Module 3: Probability & Statistics: Case Studies

These cases focus on uncertainty, measurement, and avoiding conclusions that the data does not support.

Case Study 1: A/B Test With Too Little Data

Scenario: A signup page variant gets 12 conversions out of 100 visitors while the old page gets 10 out of 100. The team wants to ship immediately.

Source anchor: CMU notes on probability for randomized algorithms.

Module concepts:

random variation
sample size
confidence
decision risk

Wrong Approach

Declare the variant better because the observed conversion rate is higher.

Better Approach

Estimate uncertainty, define the minimum effect worth detecting, and avoid overreading small samples. Decide whether to collect more data or make a low-risk product decision.

Tradeoff Table

Choice	Gain	Cost
Ship immediately	Fast iteration	High false-positive risk
Collect more data	Better evidence	Slower decision
Use prior/product judgment	Practical	Less purely statistical

Failure Mode

The team ships noise and later sees conversion return to baseline.

Required Artifact

Write an experiment decision memo with observed rates, uncertainty concern, practical significance, and next action.

Project / Capstone Connection

Use this memo structure later whenever a project claim depends on measured improvement rather than intuition.

Case Study 2: Expected Value in Retry Costs

Scenario: A client retries failed requests up to three times. Engineers count only successful user experience and ignore extra backend load.

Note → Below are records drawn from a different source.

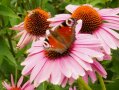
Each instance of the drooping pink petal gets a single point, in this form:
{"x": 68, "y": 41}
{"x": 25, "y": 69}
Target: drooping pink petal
{"x": 105, "y": 47}
{"x": 92, "y": 76}
{"x": 64, "y": 68}
{"x": 36, "y": 70}
{"x": 83, "y": 64}
{"x": 12, "y": 81}
{"x": 20, "y": 81}
{"x": 78, "y": 26}
{"x": 111, "y": 26}
{"x": 7, "y": 86}
{"x": 71, "y": 8}
{"x": 60, "y": 17}
{"x": 99, "y": 68}
{"x": 107, "y": 39}
{"x": 18, "y": 27}
{"x": 108, "y": 12}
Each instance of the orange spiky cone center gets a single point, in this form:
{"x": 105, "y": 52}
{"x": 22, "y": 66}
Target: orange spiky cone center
{"x": 36, "y": 22}
{"x": 90, "y": 17}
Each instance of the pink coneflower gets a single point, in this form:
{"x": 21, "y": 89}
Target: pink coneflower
{"x": 34, "y": 26}
{"x": 101, "y": 23}
{"x": 26, "y": 86}
{"x": 72, "y": 88}
{"x": 58, "y": 68}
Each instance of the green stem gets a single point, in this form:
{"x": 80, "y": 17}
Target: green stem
{"x": 10, "y": 43}
{"x": 15, "y": 74}
{"x": 84, "y": 84}
{"x": 101, "y": 82}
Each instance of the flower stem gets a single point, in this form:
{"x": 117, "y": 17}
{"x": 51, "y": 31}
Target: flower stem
{"x": 101, "y": 82}
{"x": 84, "y": 84}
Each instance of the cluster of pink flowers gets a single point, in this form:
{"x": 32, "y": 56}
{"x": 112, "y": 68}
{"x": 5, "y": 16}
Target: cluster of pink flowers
{"x": 95, "y": 36}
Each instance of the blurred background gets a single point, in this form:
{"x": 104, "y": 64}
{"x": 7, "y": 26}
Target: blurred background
{"x": 12, "y": 12}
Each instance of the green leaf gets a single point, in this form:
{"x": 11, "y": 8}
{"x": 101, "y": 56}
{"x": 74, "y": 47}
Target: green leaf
{"x": 6, "y": 11}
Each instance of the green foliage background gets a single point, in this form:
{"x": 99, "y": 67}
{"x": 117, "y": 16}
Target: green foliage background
{"x": 12, "y": 12}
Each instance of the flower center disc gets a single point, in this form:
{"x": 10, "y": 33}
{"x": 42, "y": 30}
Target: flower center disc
{"x": 90, "y": 17}
{"x": 36, "y": 22}
{"x": 54, "y": 55}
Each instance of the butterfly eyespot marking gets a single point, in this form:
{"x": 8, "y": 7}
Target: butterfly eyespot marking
{"x": 70, "y": 22}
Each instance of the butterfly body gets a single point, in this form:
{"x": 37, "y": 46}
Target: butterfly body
{"x": 60, "y": 38}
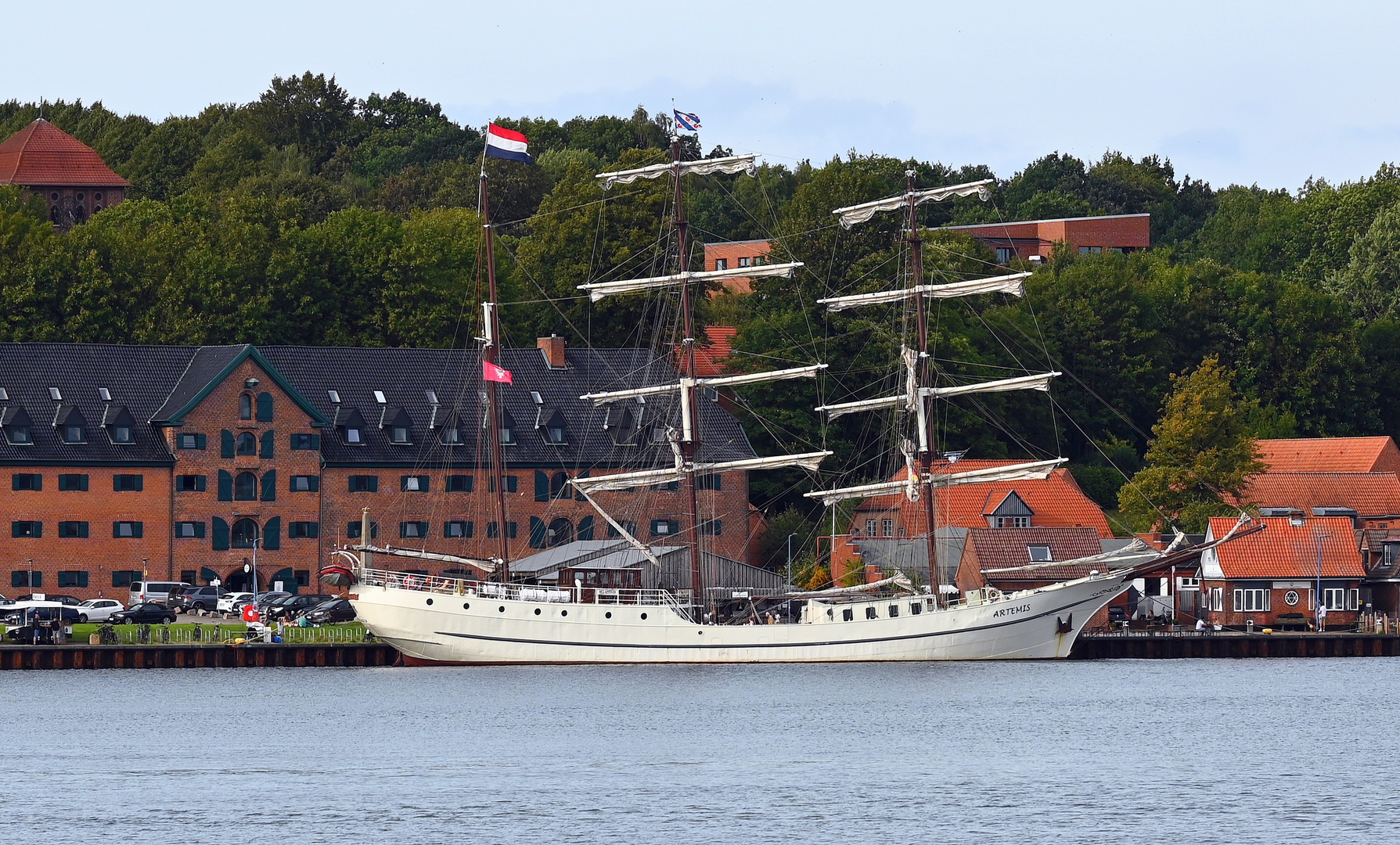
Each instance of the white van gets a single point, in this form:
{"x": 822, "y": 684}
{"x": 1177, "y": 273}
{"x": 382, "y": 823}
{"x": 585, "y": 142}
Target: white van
{"x": 153, "y": 591}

Source anchor: CMU notes on probability for randomized algorithms.

Module concepts:

expected value
independent trials
tail behavior
cost modeling

Wrong Approach

Assume retries are free because each individual retry is fast.

Better Approach

Model expected attempts per request using failure probability, then estimate load under normal and degraded conditions. Add caps, jitter, and observability around retry storms.

Tradeoff Table

Choice	Gain	Cost
Aggressive retries	Better chance of success	Amplifies outages
Capped retries	Limits load	Some requests fail sooner
Backoff with jitter	Reduces synchronization	More logic

Failure Mode

During an outage, retries multiply traffic and make recovery slower.

Required Artifact

Calculate expected attempts for failure probabilities 1%, 10%, and 50%, and write a retry policy note.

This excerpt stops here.